After training as a scientist at MIT and as a physician at Yale Medical School, Avik moved to Boston to join a then-unknown investment firm called Bain Capital, where he focused on identifying biotechnology companies developing therapies for diseases that had heretofore gone untreated.
In 2009, as President Obama’s health reform bill was being debated in Congress, Avik started a blog about health care policy. “I couldn’t find anything to read that I agreed with, so I started writing it myself.” Avik’s blog, The Apothecary, was soon picked up by Reihan Salam at National Review, and Matt Herper at Forbes. In 2012, Avik joined Mitt Romney’s presidential campaign as a health care policy advisor. By 2014, Avik was Forbes’ Opinion Editor, and Meet the Press’ Chuck Todd was calling Avik “the go-to policy wonk critic of the health care law…the guru.”

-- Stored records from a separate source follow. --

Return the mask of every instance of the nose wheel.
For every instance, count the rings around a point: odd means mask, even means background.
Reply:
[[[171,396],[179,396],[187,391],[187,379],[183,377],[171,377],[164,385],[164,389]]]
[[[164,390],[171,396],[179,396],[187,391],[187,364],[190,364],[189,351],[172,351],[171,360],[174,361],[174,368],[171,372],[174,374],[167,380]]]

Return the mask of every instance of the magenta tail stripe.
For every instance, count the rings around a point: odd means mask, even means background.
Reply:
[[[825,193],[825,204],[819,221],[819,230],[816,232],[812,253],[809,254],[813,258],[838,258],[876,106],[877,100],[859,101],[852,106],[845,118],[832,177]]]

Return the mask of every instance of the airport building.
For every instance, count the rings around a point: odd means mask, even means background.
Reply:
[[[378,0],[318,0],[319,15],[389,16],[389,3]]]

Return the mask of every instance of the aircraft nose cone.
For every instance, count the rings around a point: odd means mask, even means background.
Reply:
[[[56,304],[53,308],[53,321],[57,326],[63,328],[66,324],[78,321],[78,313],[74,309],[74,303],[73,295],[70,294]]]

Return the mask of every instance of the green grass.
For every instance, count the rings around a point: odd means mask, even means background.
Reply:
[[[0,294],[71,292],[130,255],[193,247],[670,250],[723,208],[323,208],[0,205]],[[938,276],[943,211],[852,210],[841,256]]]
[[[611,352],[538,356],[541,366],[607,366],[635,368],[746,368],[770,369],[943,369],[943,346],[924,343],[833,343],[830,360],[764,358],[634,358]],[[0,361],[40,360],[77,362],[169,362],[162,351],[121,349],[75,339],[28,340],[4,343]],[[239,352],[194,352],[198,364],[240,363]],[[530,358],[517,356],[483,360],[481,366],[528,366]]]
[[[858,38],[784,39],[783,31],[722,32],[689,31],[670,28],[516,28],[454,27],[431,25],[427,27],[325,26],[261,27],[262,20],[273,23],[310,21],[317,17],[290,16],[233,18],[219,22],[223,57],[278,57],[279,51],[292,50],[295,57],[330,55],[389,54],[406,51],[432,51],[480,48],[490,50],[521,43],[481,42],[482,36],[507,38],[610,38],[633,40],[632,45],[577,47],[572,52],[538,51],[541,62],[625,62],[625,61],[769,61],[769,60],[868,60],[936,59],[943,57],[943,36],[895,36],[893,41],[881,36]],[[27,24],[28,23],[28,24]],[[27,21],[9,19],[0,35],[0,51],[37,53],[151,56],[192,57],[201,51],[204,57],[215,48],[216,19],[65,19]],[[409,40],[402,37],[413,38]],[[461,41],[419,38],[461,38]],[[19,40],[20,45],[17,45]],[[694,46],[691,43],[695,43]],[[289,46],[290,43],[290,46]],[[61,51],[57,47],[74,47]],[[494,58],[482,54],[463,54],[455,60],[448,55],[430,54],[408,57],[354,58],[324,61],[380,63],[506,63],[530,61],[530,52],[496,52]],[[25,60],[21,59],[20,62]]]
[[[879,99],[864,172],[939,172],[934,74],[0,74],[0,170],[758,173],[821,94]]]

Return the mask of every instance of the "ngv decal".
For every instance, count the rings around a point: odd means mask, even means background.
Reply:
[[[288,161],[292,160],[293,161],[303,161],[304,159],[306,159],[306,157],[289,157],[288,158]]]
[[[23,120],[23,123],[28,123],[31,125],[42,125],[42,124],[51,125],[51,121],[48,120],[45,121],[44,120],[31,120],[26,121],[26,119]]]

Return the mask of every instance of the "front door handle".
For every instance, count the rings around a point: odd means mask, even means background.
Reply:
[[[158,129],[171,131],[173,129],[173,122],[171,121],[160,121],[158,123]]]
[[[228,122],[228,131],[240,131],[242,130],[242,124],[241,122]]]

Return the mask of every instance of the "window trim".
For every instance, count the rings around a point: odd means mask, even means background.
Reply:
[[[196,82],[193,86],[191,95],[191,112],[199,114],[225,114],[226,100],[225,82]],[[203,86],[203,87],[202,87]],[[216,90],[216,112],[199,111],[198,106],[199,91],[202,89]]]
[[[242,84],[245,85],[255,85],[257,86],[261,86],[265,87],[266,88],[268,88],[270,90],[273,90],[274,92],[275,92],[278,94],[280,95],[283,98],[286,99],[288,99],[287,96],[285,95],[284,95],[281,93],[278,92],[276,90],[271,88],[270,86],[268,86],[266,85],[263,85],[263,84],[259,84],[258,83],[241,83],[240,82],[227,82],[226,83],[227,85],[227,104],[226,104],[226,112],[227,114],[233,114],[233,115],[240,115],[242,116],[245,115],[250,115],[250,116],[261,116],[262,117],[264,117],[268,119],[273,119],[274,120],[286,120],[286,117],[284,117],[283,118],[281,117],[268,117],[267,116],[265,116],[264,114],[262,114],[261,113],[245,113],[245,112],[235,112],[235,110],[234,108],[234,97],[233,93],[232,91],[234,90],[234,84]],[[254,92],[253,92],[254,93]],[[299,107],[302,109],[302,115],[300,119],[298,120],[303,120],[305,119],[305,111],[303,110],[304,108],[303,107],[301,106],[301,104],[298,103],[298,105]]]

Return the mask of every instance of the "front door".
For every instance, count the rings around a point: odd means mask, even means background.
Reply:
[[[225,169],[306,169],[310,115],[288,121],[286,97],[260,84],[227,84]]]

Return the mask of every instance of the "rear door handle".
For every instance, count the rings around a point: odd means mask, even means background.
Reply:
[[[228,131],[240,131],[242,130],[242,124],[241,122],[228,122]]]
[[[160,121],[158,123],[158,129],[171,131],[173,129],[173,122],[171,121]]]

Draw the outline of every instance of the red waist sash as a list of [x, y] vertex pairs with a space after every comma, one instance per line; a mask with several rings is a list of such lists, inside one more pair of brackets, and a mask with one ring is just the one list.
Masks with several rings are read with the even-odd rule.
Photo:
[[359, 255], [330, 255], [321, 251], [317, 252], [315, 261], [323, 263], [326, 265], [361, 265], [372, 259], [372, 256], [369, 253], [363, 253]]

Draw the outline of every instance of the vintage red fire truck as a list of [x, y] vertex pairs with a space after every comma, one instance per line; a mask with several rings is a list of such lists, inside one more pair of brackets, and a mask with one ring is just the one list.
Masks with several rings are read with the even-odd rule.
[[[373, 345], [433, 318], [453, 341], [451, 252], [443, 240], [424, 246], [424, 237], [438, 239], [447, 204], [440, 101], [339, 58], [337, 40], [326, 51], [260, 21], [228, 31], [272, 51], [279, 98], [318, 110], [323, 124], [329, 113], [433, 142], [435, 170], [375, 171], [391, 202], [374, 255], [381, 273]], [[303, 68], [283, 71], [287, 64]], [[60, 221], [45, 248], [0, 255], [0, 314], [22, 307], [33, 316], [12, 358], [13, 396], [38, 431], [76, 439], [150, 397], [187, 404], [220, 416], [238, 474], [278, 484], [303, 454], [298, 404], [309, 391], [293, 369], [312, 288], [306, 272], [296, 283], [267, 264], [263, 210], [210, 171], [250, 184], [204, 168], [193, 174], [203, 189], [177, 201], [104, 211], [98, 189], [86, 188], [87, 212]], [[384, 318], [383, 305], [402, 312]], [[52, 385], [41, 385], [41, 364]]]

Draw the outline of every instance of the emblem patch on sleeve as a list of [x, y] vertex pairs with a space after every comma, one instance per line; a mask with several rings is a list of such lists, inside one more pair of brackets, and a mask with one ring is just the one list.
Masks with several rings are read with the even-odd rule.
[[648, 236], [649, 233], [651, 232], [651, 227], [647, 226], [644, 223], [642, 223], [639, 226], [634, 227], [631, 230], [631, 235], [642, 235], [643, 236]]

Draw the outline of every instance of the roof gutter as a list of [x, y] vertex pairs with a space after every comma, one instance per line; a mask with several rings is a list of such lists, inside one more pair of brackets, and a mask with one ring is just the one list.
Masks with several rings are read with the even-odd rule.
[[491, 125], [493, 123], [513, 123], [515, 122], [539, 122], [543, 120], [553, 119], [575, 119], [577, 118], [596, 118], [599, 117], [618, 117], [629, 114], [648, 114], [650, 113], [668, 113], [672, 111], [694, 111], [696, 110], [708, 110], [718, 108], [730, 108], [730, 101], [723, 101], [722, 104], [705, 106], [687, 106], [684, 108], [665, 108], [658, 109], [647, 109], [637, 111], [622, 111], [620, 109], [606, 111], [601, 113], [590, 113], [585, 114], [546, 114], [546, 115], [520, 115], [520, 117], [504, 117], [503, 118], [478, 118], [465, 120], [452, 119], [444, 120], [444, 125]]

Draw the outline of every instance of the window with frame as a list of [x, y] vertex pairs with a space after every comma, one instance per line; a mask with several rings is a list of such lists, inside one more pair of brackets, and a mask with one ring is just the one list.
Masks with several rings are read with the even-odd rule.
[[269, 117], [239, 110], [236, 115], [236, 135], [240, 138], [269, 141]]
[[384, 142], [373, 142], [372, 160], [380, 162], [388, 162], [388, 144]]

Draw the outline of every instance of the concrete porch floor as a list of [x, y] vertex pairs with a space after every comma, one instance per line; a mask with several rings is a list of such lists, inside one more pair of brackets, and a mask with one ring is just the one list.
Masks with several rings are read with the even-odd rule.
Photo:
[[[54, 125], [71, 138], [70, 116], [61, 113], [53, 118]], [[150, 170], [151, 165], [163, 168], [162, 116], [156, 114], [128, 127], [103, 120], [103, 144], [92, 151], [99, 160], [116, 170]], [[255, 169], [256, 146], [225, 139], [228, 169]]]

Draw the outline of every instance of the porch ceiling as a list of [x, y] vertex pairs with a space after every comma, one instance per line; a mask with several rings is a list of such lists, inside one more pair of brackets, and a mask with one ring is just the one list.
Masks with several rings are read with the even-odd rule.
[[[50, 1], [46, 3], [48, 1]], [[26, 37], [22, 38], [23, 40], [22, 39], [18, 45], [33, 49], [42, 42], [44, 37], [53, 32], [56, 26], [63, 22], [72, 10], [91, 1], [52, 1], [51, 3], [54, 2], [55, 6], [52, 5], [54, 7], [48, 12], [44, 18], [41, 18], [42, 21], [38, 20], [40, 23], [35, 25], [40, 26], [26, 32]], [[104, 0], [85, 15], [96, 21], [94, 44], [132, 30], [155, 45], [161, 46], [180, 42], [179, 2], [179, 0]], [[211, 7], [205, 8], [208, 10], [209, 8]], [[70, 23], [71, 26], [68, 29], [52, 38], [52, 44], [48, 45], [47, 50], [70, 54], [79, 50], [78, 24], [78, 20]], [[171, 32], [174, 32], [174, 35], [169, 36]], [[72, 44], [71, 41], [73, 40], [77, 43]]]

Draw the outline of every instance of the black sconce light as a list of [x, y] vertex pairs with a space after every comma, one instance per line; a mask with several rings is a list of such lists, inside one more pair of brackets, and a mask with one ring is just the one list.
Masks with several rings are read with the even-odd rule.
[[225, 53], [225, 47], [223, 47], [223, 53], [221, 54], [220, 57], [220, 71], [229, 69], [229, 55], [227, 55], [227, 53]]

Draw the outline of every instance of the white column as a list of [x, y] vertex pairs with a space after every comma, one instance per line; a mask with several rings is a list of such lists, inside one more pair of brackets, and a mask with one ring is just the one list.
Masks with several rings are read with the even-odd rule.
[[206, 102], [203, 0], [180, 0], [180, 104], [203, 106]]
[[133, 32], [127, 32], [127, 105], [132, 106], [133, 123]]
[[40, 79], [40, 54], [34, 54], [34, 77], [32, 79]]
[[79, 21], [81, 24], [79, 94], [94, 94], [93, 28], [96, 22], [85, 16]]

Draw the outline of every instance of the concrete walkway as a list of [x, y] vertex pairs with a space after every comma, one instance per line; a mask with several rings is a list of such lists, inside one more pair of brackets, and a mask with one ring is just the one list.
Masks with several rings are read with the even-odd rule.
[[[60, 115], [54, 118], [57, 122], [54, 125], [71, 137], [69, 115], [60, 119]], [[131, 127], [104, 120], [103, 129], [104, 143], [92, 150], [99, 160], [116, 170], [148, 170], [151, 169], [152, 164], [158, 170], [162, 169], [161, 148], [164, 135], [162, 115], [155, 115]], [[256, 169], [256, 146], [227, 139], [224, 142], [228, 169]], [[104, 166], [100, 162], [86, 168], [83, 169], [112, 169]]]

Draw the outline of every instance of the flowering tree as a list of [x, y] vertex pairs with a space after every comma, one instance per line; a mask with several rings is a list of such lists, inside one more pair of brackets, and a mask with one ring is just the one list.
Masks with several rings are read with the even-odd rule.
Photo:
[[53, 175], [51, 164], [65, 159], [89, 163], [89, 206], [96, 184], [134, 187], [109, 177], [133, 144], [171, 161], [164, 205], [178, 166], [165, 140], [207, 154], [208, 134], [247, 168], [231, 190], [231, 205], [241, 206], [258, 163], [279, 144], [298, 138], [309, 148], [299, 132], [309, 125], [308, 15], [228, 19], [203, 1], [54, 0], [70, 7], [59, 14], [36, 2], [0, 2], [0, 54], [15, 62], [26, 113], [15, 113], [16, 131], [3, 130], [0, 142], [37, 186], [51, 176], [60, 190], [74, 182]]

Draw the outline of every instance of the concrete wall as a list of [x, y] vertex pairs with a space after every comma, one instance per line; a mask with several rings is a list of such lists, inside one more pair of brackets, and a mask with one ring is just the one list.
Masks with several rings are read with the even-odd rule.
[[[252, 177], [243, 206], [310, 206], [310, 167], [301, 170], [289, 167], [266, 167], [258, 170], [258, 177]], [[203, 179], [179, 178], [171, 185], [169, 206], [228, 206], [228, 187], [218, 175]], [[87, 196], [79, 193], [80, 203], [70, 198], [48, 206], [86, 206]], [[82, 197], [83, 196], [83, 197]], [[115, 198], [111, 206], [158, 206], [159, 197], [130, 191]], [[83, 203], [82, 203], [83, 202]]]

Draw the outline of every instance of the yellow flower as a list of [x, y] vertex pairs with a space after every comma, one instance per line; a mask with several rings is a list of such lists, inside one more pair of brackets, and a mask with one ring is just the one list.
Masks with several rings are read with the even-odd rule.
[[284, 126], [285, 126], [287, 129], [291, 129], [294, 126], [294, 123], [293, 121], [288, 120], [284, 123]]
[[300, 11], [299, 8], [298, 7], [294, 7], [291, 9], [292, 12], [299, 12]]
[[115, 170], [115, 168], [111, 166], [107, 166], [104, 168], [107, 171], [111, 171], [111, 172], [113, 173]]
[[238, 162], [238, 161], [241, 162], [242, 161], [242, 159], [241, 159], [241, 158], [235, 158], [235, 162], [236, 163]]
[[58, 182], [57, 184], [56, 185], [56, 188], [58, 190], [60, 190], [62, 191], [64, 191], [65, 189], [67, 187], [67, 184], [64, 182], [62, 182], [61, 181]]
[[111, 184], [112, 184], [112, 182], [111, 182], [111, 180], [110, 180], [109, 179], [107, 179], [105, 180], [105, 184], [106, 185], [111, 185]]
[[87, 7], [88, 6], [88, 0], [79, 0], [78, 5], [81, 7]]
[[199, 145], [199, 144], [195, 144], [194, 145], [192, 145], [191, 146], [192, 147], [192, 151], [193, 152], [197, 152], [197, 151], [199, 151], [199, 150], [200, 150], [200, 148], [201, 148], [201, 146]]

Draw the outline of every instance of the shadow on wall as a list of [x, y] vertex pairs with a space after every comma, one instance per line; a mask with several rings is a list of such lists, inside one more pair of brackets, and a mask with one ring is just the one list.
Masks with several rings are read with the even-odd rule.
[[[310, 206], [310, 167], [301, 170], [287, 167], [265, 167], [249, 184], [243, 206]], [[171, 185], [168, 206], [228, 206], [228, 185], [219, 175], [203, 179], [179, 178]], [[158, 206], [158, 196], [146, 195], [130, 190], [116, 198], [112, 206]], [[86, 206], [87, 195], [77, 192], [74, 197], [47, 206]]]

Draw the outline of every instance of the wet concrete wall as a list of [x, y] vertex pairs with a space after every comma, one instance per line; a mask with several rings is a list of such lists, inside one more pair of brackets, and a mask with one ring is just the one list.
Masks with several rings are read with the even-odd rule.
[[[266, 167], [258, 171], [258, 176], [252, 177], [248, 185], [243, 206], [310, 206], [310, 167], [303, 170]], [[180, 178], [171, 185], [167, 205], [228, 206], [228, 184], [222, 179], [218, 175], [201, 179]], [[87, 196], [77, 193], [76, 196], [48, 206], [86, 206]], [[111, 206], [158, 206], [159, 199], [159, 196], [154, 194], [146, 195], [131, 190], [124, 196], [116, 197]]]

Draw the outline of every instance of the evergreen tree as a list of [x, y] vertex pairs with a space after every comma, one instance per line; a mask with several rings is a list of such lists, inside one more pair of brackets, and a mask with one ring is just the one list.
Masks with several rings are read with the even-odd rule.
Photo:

In 2015, Avik moved to Austin, where he ran the foreign and domestic policy shops for Texas Governor Rick Perry’s presidential campaign. In that capacity, Avik was also the lead author of Gov. Perry’s major policy speeches. The Wall Street Journal called Perry’s address on intergenerational black poverty “the speech of the campaign so far.” Later in the primaries, Avik advised Florida Senator Marco Rubio.
Avik has been a central figure in the debate over how to respond to the COVID-19 pandemic. The plan he developed with his FREOPP colleagues for reopening the U.S. economy while COVID-19 endures changed the debate about whether partial reopenings were possible in the spring and summer of 2020. A second plan, focused on safely reopening schools and colleges, shaped policies around the country in the fall of that year. “A source close to the White House said officials were closely watching his recommendations for addressing the coronavirus pandemic,” noted Business Insider in 2020.